Johannesburg - A female train driver on the Durban/Stanger route was left traumatized on Tuesday morning after angry commuters who were late for work reportedly threw stones at her when she refused to proceed past a red stop signal.
According to the United National Transport Union (UNTU), Gugu Phakathi, 38, who has been working for the Passenger Rail Agency of South Africa (Prasa) for the past 16 years, was ordered to bring the train to a halt so that it could be repaired.
Soon afterwards, she resumed her journey but was again ordered to stop at a red signal so that a goods train from Transnet could pass her train.
Steve Harris, Untu general secretary said a mob of angry commuters then threatened to kill her and torch the train.
"The commuters were furious because they were already late for work. They wanted to know from me why the goods train cannot wait for them to get to work," Phakathi said.

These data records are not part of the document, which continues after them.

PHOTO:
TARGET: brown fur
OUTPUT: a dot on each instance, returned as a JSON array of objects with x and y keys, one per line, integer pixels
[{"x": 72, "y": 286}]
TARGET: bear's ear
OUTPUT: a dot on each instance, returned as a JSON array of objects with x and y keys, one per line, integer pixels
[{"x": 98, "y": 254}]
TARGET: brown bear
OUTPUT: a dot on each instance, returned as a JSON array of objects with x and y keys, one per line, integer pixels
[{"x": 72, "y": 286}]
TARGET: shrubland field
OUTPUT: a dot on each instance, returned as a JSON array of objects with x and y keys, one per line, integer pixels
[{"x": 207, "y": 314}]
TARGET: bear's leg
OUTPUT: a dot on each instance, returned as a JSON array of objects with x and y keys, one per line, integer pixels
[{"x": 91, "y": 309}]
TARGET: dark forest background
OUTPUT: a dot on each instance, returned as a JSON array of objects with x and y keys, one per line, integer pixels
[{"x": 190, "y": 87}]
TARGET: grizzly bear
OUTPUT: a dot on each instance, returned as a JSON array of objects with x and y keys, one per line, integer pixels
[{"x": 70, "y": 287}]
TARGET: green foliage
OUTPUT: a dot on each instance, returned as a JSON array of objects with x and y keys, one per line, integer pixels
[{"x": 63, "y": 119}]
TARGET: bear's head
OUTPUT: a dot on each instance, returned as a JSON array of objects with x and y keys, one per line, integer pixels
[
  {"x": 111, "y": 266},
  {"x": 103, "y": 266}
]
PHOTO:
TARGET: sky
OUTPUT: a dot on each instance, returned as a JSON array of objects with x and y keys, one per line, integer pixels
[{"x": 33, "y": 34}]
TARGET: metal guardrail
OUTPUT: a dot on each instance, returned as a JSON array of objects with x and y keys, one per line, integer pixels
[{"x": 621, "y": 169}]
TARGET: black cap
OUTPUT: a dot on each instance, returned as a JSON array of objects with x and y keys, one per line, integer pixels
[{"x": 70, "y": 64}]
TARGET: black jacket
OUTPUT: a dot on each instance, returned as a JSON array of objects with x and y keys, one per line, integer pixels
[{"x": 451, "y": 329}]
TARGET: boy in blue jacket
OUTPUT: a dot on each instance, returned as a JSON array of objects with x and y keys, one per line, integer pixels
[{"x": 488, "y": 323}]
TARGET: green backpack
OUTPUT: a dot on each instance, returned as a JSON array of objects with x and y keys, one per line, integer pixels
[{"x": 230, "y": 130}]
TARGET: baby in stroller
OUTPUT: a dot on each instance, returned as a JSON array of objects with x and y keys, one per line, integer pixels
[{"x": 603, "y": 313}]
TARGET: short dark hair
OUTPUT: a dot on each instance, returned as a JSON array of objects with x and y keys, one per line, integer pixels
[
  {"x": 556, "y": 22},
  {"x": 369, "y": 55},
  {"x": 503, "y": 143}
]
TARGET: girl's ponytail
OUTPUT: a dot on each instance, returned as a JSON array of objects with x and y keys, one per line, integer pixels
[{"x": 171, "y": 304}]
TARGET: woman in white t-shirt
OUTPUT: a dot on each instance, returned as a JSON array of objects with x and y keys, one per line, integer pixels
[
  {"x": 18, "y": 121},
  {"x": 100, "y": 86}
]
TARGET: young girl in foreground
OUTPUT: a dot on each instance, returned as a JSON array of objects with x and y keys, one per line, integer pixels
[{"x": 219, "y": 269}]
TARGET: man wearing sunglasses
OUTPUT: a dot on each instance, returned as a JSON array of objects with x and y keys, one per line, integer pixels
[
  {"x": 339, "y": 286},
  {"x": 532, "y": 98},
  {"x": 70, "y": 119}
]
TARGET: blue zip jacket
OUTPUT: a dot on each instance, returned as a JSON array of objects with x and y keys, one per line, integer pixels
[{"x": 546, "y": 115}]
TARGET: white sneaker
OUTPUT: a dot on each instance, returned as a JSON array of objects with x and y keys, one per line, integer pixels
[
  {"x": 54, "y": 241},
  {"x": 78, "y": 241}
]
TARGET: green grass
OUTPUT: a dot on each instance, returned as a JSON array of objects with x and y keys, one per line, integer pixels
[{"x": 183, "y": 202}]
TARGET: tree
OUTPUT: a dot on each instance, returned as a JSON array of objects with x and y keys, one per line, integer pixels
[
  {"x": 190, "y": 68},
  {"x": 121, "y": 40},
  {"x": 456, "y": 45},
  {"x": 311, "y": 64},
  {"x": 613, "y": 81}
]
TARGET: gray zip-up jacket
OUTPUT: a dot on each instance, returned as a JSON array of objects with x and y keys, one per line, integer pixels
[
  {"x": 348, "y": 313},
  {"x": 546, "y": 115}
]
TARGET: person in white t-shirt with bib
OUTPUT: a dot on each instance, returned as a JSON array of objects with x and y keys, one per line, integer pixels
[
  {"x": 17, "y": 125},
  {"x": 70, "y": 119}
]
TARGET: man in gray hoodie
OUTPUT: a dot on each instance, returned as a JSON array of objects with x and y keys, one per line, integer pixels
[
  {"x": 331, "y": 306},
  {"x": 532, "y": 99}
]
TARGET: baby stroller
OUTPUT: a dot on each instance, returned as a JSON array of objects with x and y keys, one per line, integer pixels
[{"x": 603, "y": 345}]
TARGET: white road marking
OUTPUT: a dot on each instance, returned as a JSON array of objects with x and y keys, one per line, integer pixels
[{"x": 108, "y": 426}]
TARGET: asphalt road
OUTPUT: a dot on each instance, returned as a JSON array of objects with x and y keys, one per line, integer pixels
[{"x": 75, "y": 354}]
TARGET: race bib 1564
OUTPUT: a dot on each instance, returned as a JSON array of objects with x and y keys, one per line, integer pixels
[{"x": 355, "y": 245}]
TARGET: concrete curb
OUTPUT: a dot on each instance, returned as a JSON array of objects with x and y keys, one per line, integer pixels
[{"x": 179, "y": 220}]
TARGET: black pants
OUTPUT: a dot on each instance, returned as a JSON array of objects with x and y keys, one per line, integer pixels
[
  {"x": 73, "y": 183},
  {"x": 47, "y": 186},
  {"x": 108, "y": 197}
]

"The commuters instructed me to pass the red signal, but I tried to calm them down and told them that I cannot do that because I would be endangering their lives."
Phakathi said the angry commuters verbally abused her and others tried to gain access to her cabin, but she locked herself in.
"When they could not get to me, they started stoning the cabin, threatening to kill me and torch the cabin. I was not sure if it was stones raining down on the cabin or gun shots. It sounded like gun shots," she said.
"I was so traumatised and I was crying, but I managed to phone the office and begged them to send the protection services to rescue me."
The single mother of two minor children said after the protection services moved the angry mob away and helped the remaining commuters onto another train, they rescued her from the cabin.
Phakathi said she requested Untu to appeal to Transnet not to force passenger trains to wait at red signals for goods trains to pass during peak hours when commuters needed to get to work.
Harris said: "Enough is enough. Untu demands that the South African Police Service adheres to their constitutional mandate to protect the citizens of South Africa, including employees working for the Passenger Rail Agency of South Africa (Prasa), uphold and enforce the law and maintain public order."
Harris said the union and its affiliated federation, Federation of Unions of South Africa, did approach Transnet chief executive Siyabonga Gama who assured them that passenger trains were given preference.